Sadam Houssain, 32enne pachistano scomparso il 4 agosto, è stato trovato morto nel bagagliaio della sua auto a pochi chilometri dal ghetto di Borgo Mezzanone, a una decina di chilometri da Foggia. Il ritrovamento è avvenuto nel pomeriggio di sabato 22 agosto. Houssain viveva nella baraccopoli e lavorava come bracciante agricolo nelle campagne della zona.
La scomparsa era stata denunciata ai carabinieri dal fratello dopo che del 32enne si erano perse le tracce nella zona di Ippocampo, nei pressi di Manfredonia. Il corpo, quando è stato rinvenuto, si trovava in avanzato stato di decomposizione.

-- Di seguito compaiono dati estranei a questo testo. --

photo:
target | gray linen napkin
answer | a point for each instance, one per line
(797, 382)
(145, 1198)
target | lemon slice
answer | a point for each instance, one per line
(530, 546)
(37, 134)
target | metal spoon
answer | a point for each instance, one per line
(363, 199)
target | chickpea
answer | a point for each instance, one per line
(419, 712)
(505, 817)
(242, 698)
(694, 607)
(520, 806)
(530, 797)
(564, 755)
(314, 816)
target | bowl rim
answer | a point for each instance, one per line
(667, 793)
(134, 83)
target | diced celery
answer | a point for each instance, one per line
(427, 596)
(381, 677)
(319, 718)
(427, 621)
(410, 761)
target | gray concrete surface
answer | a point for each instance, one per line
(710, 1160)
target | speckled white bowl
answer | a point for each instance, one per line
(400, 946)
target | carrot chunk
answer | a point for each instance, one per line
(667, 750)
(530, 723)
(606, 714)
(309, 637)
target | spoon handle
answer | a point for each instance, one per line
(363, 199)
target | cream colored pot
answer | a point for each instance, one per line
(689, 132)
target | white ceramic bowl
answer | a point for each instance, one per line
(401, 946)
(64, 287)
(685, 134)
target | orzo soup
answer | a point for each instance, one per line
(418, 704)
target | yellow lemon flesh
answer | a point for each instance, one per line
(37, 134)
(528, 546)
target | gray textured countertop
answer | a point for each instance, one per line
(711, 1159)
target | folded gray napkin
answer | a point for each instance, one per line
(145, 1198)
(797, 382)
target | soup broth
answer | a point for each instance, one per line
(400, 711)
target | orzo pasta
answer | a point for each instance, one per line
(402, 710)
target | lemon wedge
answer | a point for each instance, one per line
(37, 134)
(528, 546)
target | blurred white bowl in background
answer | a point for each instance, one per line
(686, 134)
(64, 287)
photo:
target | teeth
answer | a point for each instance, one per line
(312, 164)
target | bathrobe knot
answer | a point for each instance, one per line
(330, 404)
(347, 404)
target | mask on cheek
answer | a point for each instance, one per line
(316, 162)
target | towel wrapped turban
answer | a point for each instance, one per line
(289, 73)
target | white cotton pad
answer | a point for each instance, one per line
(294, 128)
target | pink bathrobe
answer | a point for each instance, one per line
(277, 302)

Gli investigatori ipotizzano che l’uomo possa essere stato ucciso, ma sarà l’autopsia a stabilire con certezza le cause e il momento della morte.
Sadam Houssain, l’ipotesi dell’omicidio e l’autopsia
Secondo i primi accertamenti, le condizioni del cadavere sarebbero compatibili con una morte avvenuta diversi giorni prima del ritrovamento e potenzialmente vicina alla data della scomparsa. Al momento, però, gli inquirenti mantengono il massimo riserbo sulle circostanze del decesso.
L’esame autoptico sarà quindi fondamentale per capire come sia morto Sadam Houssain e per verificare l’ipotesi di un coinvolgimento di altre persone. A rendere il caso ancora più delicato è il luogo in cui è stata ritrovata l’auto: a breve distanza da Borgo Mezzanone, uno dei più grandi insediamenti informali di braccianti del Foggiano e lo stesso luogo in cui Houssain viveva.
Chi era Sadam Houssain e le parole del sindaco di Manfredonia
Sul caso è intervenuto anche il sindaco di Manfredonia, Domenico La Marca, che sui social ha ricordato la storia del 32enne e le condizioni nelle quali viveva. Houssain aveva ottenuto un permesso di soggiorno per protezione speciale ed era arrivato in Italia nella speranza di costruirsi una vita lavorando nei campi.
La Marca ha sottolineato come il giovane avesse accettato lavori difficili per riuscire a ripagare il debito contratto per il viaggio verso l’Italia, descrivendo il ghetto come un luogo che per lui era diventato prima una “prigione” e infine una “tomba”.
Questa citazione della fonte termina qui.